Мысль Антропова шевелилась еле-еле, как отходящая ко сну птица.
«Господи, благодарю Тя!» — думал он.
Антропов смотрел на небо.
— Господи, благодарю Тя! — прошептал он и внезапно заплакал. Он плакал тихо и горько, но не из злобы, даже не из жалости к самому себе, а от умиления, которое внезапно вошло в его сердце. Он признал то, от чего бегал всю свою жизнь и чего боялся, как огня. Он признал милосердие и прощение.
Антропов впадал в забытьё. Его высунутая из окна рука повисла, как плеть. На дворе выла собака, и мелькали огненный тени. Потом рядом с огненными тенями появились чёрные. Они беспорядочно метались по двору и как бы подступали к домику. Затем внезапно одна из чёрных теней отделилась из общей массы, на минуту пропала и снова появилась на крыше домика. Она ползла к слуховому окну, как кошка к птице. Над головой Антропова что-то треснуло. Его кто-то ухватил, куда-то поволок и сбросил на что-то холодное.
Очнулся Антропов у себя на постели. Вокруг него толклись знакомые мужики из соседней деревушки, а рядом с ним стояли Никодимка и Аннушка. Все они беспорядочно галдели, недоумевая, из-за чего Савва Кузьмич разбушевался так сильно, что они впятером еле могли унять его. Однако, Савва Кузьмич ничего не понимал этого. Он сидел в изодранной рубашке, поджав под себя ноги, улыбался жалкой улыбкой, плакал и беспрерывно кланялся народу, припадая лбом к своей постели. Он благодарил народ за милосердие.
Собачья жизнь
Лакей Никифор, по-стариковски шмыгая ногами, и чувствуя сердцем беду, явился на зов в кабинет; Барышников поглядел на него искоса, недружелюбно, и сказал ему:
— Видишь ли, Никифор, я бы с тобой не расстался, хотя ты и стар и очень нерасторопен, но твоя собака, Никифор, — она меня просто с ума сводит!

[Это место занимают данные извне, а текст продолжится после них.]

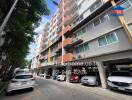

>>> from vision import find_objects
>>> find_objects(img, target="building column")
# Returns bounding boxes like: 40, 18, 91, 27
44, 68, 48, 79
96, 62, 107, 89
66, 66, 72, 82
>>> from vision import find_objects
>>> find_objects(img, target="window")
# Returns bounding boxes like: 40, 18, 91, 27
76, 27, 86, 36
75, 43, 89, 53
82, 27, 86, 33
90, 0, 102, 12
98, 33, 118, 46
129, 24, 132, 31
94, 19, 101, 26
100, 14, 109, 23
121, 0, 132, 8
93, 14, 109, 27
98, 36, 107, 46
84, 43, 89, 51
106, 33, 117, 44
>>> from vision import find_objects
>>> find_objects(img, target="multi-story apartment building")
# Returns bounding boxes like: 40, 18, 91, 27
38, 0, 132, 88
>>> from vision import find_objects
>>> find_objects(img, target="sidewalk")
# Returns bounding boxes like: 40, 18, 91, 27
38, 78, 132, 100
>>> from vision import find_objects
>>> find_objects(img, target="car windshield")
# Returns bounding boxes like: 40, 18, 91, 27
111, 72, 132, 76
87, 73, 96, 76
15, 75, 33, 79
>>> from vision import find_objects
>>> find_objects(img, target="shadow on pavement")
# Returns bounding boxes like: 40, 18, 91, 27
109, 89, 132, 96
6, 88, 33, 96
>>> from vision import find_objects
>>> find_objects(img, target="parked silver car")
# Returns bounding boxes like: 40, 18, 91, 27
81, 73, 99, 86
107, 71, 132, 92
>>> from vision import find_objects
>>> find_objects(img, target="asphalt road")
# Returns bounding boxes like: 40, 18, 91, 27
0, 79, 131, 100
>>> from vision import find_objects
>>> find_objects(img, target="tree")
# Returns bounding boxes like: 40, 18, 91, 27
0, 0, 49, 77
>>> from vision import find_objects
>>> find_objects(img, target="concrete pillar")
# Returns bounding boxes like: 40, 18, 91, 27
44, 68, 48, 79
52, 68, 57, 79
96, 62, 107, 89
66, 66, 72, 82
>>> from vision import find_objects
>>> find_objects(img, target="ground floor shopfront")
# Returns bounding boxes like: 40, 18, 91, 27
37, 50, 132, 88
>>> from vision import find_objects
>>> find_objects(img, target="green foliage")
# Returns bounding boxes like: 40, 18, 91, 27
0, 0, 49, 73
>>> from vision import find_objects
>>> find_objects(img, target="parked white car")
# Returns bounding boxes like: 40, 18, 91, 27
107, 71, 132, 92
81, 73, 99, 86
57, 75, 66, 81
7, 73, 35, 93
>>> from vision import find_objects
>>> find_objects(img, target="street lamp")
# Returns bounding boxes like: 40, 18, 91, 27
0, 0, 18, 34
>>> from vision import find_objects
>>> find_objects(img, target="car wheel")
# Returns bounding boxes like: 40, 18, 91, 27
96, 82, 99, 86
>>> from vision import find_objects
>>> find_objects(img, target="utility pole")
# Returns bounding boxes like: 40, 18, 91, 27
0, 0, 18, 34
61, 0, 64, 65
111, 0, 132, 43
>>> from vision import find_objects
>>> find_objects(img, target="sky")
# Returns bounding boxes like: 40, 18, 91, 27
26, 0, 60, 60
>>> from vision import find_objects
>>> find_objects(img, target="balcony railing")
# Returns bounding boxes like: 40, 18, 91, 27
63, 25, 71, 34
72, 36, 83, 46
57, 53, 73, 63
64, 16, 71, 25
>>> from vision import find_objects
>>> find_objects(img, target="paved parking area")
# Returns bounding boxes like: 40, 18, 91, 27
0, 78, 132, 100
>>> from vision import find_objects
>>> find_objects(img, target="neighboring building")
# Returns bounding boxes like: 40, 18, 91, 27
38, 0, 132, 88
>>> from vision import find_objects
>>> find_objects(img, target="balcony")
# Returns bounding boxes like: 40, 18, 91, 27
58, 38, 72, 51
63, 25, 71, 34
72, 36, 83, 46
64, 0, 72, 8
63, 38, 72, 48
57, 42, 62, 51
64, 16, 71, 25
64, 7, 71, 15
57, 53, 73, 63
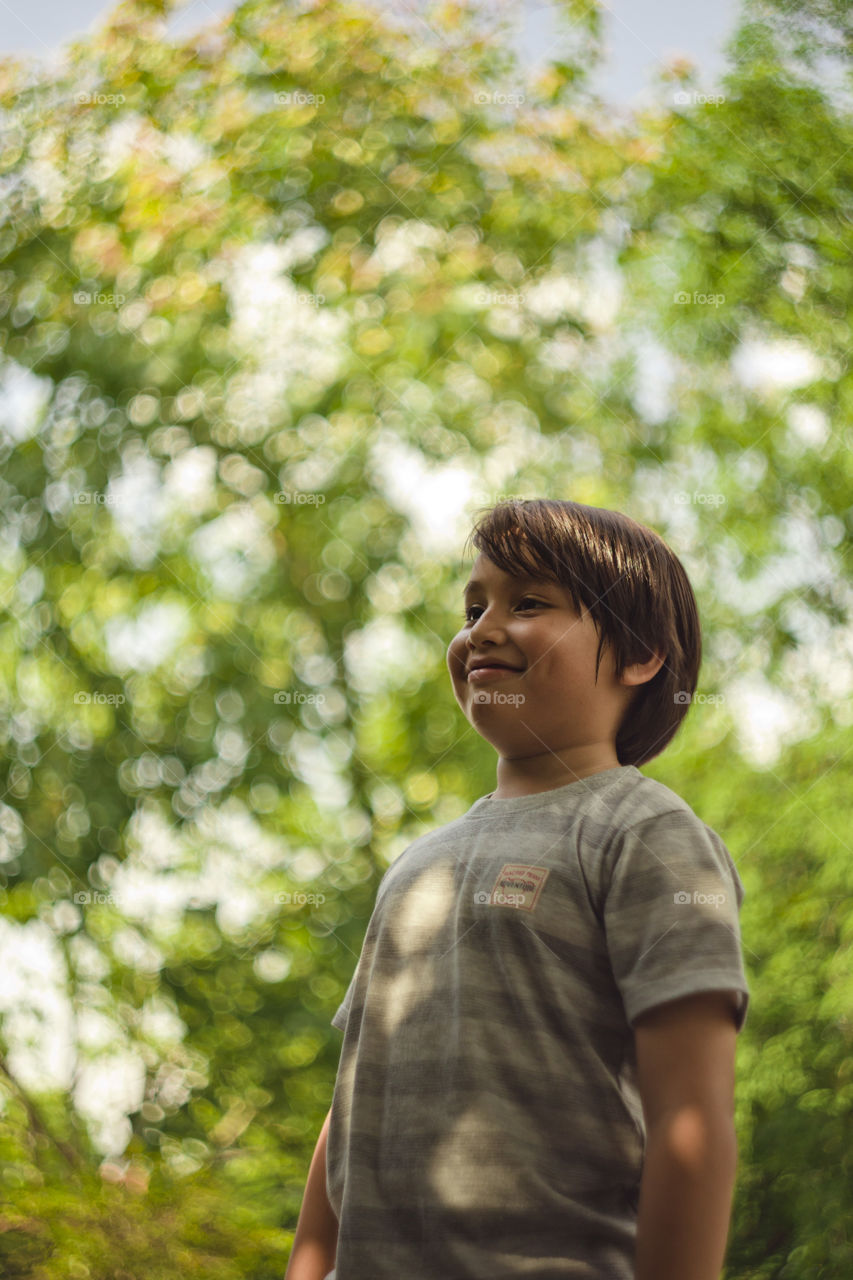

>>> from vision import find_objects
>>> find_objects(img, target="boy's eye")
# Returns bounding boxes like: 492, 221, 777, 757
464, 595, 547, 622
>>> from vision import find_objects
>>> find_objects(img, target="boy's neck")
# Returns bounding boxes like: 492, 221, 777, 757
491, 744, 620, 800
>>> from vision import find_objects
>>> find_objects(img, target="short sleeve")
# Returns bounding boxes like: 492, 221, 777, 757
603, 809, 749, 1032
325, 968, 357, 1032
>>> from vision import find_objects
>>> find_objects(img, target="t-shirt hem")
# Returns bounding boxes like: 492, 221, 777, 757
625, 969, 749, 1032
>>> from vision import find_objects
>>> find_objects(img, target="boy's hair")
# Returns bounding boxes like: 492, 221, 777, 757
465, 498, 702, 764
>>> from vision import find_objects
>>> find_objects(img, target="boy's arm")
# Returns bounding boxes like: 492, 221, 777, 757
284, 1108, 338, 1280
634, 991, 738, 1280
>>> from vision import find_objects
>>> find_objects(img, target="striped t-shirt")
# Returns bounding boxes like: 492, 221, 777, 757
327, 765, 749, 1280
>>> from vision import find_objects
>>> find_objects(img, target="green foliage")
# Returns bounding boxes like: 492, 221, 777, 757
0, 0, 853, 1280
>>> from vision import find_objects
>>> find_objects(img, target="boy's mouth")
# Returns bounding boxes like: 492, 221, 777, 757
467, 660, 520, 684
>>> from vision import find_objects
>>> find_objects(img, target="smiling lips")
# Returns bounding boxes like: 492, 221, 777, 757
467, 662, 519, 684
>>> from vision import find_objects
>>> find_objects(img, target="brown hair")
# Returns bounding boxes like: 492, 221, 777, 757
465, 498, 702, 764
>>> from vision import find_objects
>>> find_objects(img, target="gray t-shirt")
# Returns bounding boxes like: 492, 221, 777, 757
327, 765, 749, 1280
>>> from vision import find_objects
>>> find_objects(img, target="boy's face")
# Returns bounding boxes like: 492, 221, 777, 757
447, 554, 633, 781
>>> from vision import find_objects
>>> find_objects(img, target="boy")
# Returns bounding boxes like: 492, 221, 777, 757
287, 499, 749, 1280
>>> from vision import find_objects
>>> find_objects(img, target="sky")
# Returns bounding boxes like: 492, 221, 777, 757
0, 0, 740, 108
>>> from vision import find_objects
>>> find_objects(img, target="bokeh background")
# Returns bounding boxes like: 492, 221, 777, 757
0, 0, 853, 1280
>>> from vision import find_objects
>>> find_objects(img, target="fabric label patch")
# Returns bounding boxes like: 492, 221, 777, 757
488, 863, 549, 911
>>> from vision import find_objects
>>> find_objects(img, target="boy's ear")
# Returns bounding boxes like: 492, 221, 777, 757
619, 653, 666, 685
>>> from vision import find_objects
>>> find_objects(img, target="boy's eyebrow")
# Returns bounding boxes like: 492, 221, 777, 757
462, 573, 555, 595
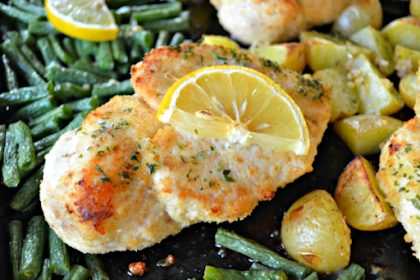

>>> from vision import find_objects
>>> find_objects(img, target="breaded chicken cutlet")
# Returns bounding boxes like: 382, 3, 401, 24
41, 44, 330, 253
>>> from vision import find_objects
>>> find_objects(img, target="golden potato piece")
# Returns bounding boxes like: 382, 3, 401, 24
382, 17, 420, 51
349, 54, 404, 115
398, 74, 417, 109
350, 26, 394, 76
334, 115, 403, 155
394, 45, 420, 78
300, 31, 376, 72
254, 43, 306, 72
332, 0, 382, 38
314, 67, 359, 122
334, 156, 398, 231
281, 190, 351, 274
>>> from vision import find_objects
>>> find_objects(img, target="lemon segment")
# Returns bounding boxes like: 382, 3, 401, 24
157, 66, 310, 155
45, 0, 118, 42
203, 35, 240, 50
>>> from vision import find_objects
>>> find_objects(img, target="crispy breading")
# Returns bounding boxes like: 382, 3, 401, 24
376, 117, 420, 260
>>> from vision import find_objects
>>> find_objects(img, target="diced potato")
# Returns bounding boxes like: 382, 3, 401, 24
382, 17, 420, 51
350, 26, 394, 76
300, 31, 376, 72
334, 156, 398, 231
332, 0, 382, 38
349, 54, 404, 115
399, 74, 417, 109
254, 43, 306, 72
281, 190, 351, 274
314, 67, 359, 122
334, 115, 403, 155
394, 45, 420, 78
410, 0, 420, 18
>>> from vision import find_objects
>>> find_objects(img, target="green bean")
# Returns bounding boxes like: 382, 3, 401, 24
9, 220, 23, 280
48, 34, 74, 64
92, 79, 134, 97
111, 38, 128, 63
29, 105, 73, 126
49, 228, 70, 275
142, 11, 190, 32
74, 39, 92, 63
36, 37, 61, 67
203, 265, 288, 280
0, 40, 45, 86
0, 2, 43, 23
0, 83, 54, 107
82, 40, 98, 55
0, 124, 6, 162
215, 228, 310, 279
54, 83, 91, 101
95, 42, 115, 70
304, 271, 318, 280
20, 45, 45, 75
63, 264, 90, 280
31, 118, 61, 140
131, 2, 182, 22
47, 66, 108, 86
0, 54, 19, 91
37, 258, 52, 280
64, 96, 99, 113
337, 263, 365, 280
7, 95, 57, 122
85, 254, 109, 280
19, 30, 36, 46
63, 37, 77, 61
169, 32, 185, 46
155, 30, 169, 49
28, 21, 60, 36
10, 166, 44, 212
132, 30, 155, 47
6, 30, 22, 47
1, 124, 20, 188
72, 60, 120, 80
13, 121, 36, 172
19, 216, 46, 280
12, 0, 47, 17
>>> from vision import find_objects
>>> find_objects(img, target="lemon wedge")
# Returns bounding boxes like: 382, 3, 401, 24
157, 65, 309, 155
45, 0, 118, 42
203, 35, 240, 50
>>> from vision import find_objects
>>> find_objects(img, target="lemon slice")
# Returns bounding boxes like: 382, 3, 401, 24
203, 35, 240, 50
157, 65, 309, 155
45, 0, 118, 42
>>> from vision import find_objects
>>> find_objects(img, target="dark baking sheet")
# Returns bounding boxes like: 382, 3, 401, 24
0, 0, 420, 280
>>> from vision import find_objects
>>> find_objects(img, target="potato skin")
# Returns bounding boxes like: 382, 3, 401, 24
281, 190, 351, 274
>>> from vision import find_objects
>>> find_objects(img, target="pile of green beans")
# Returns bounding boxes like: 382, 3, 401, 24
0, 0, 192, 280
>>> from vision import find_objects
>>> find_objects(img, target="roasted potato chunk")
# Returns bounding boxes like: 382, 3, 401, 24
349, 54, 404, 115
281, 190, 351, 274
314, 67, 359, 122
350, 26, 394, 76
398, 74, 417, 109
300, 31, 376, 72
382, 17, 420, 51
334, 156, 398, 231
254, 43, 306, 72
334, 115, 403, 155
332, 0, 382, 38
394, 45, 420, 78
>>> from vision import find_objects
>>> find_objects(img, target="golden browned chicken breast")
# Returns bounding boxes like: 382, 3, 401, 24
41, 44, 330, 253
376, 116, 420, 260
210, 0, 351, 45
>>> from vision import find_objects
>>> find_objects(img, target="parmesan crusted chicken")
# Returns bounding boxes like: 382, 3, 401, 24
41, 44, 330, 253
376, 116, 420, 260
211, 0, 351, 44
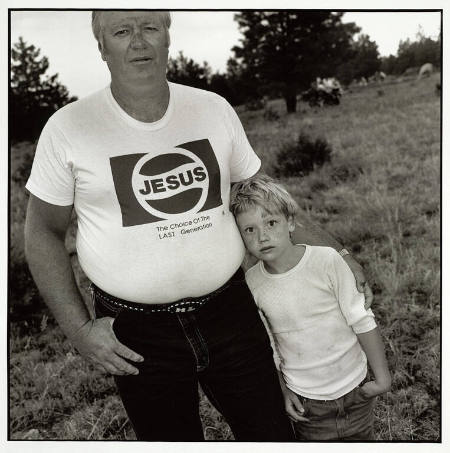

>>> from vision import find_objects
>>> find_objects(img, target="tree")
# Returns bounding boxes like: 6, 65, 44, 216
337, 34, 381, 85
382, 28, 441, 74
9, 37, 77, 141
167, 52, 212, 90
232, 11, 359, 112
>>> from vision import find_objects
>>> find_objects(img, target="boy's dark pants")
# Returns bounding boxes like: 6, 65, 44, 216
294, 386, 376, 441
96, 273, 294, 441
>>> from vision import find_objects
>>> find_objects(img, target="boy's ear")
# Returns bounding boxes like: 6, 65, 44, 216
288, 215, 295, 233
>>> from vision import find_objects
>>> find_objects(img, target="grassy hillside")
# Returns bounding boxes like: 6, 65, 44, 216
10, 75, 441, 441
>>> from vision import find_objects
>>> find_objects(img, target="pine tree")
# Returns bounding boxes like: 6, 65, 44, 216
233, 10, 359, 112
9, 37, 76, 141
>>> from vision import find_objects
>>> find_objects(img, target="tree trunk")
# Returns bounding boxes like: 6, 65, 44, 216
284, 86, 297, 113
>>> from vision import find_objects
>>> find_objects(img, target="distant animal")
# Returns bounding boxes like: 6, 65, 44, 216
417, 63, 434, 79
369, 71, 386, 82
402, 66, 419, 76
358, 77, 367, 87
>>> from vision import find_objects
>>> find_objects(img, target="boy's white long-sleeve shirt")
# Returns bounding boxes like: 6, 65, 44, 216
246, 245, 376, 400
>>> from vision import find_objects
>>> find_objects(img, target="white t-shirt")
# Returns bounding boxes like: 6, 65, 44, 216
246, 245, 376, 400
26, 83, 260, 303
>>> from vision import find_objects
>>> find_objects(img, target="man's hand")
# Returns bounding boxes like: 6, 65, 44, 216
344, 255, 373, 310
71, 316, 144, 375
282, 386, 309, 422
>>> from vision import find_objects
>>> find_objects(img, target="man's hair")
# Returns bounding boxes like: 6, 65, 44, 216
230, 175, 298, 218
92, 10, 172, 46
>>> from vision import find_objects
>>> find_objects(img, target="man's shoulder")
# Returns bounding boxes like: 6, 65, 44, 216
49, 88, 106, 125
169, 82, 228, 105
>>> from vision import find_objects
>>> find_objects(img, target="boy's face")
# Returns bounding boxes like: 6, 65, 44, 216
236, 206, 295, 263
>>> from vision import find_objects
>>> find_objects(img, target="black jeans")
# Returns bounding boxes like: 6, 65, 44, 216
96, 271, 294, 441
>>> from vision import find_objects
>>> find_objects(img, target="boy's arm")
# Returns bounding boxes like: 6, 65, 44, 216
357, 327, 391, 398
277, 370, 309, 422
292, 218, 373, 308
328, 252, 391, 398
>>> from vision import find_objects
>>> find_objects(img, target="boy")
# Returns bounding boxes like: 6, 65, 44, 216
231, 176, 391, 441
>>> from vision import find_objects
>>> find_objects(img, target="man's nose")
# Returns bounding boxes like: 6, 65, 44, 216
130, 30, 147, 49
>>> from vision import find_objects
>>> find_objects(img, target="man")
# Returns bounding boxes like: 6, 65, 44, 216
25, 11, 370, 441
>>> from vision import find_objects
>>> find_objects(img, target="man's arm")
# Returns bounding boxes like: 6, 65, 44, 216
292, 218, 373, 308
25, 195, 143, 374
357, 327, 391, 398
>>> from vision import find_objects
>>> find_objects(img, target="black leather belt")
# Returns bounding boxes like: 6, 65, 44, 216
90, 272, 238, 314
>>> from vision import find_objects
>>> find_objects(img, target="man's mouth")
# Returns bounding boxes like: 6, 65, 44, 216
130, 57, 152, 63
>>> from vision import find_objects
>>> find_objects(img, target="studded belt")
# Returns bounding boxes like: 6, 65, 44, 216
90, 278, 237, 314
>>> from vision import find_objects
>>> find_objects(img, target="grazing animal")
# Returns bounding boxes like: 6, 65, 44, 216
417, 63, 433, 79
402, 66, 419, 76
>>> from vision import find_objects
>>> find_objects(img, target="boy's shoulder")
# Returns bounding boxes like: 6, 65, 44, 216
245, 261, 266, 289
302, 244, 339, 261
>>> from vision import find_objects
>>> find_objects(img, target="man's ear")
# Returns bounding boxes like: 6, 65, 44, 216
98, 41, 106, 61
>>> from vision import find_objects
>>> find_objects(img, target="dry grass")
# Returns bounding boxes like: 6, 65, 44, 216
10, 75, 441, 441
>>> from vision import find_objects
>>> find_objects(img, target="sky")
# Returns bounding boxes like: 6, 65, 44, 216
11, 11, 440, 97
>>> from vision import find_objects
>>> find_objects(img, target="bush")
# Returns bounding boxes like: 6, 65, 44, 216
301, 77, 343, 107
275, 133, 332, 177
263, 107, 280, 121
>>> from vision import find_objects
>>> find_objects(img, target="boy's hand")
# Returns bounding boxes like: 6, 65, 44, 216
282, 387, 309, 422
360, 380, 391, 399
344, 255, 373, 310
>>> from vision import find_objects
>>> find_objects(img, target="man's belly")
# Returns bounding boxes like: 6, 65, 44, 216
77, 216, 245, 304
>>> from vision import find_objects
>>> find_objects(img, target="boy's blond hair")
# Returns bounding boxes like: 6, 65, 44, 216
230, 175, 298, 219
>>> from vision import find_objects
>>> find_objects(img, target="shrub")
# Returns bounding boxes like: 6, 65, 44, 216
264, 107, 280, 121
275, 133, 332, 177
301, 77, 343, 107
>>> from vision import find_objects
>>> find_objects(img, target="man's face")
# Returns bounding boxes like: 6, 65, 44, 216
99, 11, 169, 87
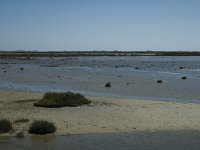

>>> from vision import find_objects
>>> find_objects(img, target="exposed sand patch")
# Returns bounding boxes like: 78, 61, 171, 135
0, 90, 200, 135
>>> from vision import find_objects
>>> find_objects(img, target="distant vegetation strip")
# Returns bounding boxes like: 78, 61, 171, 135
0, 51, 200, 58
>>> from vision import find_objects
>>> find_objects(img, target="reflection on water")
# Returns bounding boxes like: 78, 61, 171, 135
0, 131, 200, 150
0, 56, 200, 103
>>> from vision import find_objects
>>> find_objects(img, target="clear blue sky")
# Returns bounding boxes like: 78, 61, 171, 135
0, 0, 200, 50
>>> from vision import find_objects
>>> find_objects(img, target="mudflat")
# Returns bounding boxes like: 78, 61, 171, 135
0, 90, 200, 135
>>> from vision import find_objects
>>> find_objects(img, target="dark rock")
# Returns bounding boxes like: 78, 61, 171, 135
105, 82, 111, 87
157, 80, 162, 83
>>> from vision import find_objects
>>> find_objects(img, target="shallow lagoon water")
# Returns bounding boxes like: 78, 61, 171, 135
0, 56, 200, 103
0, 131, 200, 150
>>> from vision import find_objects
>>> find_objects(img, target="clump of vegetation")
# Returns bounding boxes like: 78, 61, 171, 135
16, 131, 24, 138
14, 118, 29, 123
0, 119, 12, 133
105, 82, 111, 87
34, 92, 91, 108
157, 80, 162, 83
29, 120, 56, 135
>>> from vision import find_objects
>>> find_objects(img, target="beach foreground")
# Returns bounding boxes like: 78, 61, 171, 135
0, 90, 200, 135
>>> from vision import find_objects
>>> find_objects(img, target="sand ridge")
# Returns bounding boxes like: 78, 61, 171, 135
0, 90, 200, 135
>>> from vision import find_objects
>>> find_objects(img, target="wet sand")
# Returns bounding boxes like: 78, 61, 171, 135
0, 56, 200, 103
0, 90, 200, 135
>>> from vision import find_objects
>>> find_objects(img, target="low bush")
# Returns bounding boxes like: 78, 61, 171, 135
34, 92, 91, 108
14, 118, 29, 123
29, 120, 56, 135
0, 119, 12, 133
105, 82, 111, 87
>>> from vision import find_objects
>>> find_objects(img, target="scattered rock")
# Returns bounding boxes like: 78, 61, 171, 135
179, 67, 185, 69
157, 80, 162, 83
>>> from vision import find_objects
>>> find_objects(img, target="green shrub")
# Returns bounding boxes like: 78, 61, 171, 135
14, 118, 29, 123
0, 119, 12, 133
34, 92, 91, 108
29, 120, 56, 135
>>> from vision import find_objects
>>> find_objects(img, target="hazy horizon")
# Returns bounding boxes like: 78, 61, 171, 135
0, 0, 200, 51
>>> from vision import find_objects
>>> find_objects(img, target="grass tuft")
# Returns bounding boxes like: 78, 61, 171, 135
34, 92, 91, 108
29, 120, 56, 135
0, 119, 12, 133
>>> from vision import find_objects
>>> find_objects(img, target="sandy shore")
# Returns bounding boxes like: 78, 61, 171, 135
0, 90, 200, 135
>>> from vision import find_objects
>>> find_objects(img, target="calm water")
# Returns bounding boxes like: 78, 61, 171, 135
0, 56, 200, 103
0, 131, 200, 150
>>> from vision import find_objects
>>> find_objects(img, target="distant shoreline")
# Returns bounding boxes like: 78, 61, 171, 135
0, 51, 200, 58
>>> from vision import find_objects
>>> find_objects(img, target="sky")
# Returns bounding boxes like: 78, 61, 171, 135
0, 0, 200, 51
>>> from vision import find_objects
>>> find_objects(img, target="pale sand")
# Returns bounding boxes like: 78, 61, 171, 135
0, 90, 200, 135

Барышников растопырил руки с красными ладонями, посмотрел на нос Никифора и истерично вскрикнул:
— Это какой-то черт, а не собака! Сегодня она вылакала сливки, а вчера съела на кухне яйца!
Никифор угрюмо ответил:
— Яйца скотница съела, а не Венерка.
— Это полсотни-то яиц скотница съела? — переспросил Барышников.
— Съела, — угрюмо повторил Никифор и добавил:
— А сливки усохли.
Всё лицо Барышникова перекосилось язвительной гримасой.
— Усохли? — переспросил он.
— Усохли, — повторил Никифор, угрюмо.
Барышников сокрушённо вздохнул.
— Одним словом, вот что, Никифор, — сказал он, — пристраивай свою собаку, куда хочешь. Хочешь, отдай кому-нибудь, хочешь — пристрели, но только держать тебя с собакой я не стану.
— На то есть воля ваша, — заметил Никифор.
— Да на что тебе собака? — продолжал Барышников, поглядывая куда-то в потолок. — Она стара, глуха, глупа, неряшлива и непригодна ни для какой охоты.
— Собака хорошая, это вы напрасно, — возразил Никифор.
Барышников хотел было его перебить, но Никифор упрямо продолжал:
— Собака — деликатная, приятная, послушная, чистых кровей; такую собаку любой, кому не надо, возьмёт, и пристреливать её ни к чему!
Никифор сердито повернулся, вышел из кабинета, прошёл в свой угол под лестницу и злобно плюнул.
— Тьфу, — проговорил он, — скотницы яйца жрут, а собака отвечай. Господа, нечего сказать!
На его лице отразилось брезгливое чувство ко всем вообще господам. Он покачал головой и, присев тут же, под лестницей к своему сундучку, стал перебирать разный хлам: старое платье, сапожную щётку, жестянку из-под монпансье, две перчатки с левой руки. Венерка лежала здесь же, у сундука, свернувшись в клубок, и при взгляде на её поседевшие щеки Никифор внезапно, вспомнил, что ей уже двадцать лет.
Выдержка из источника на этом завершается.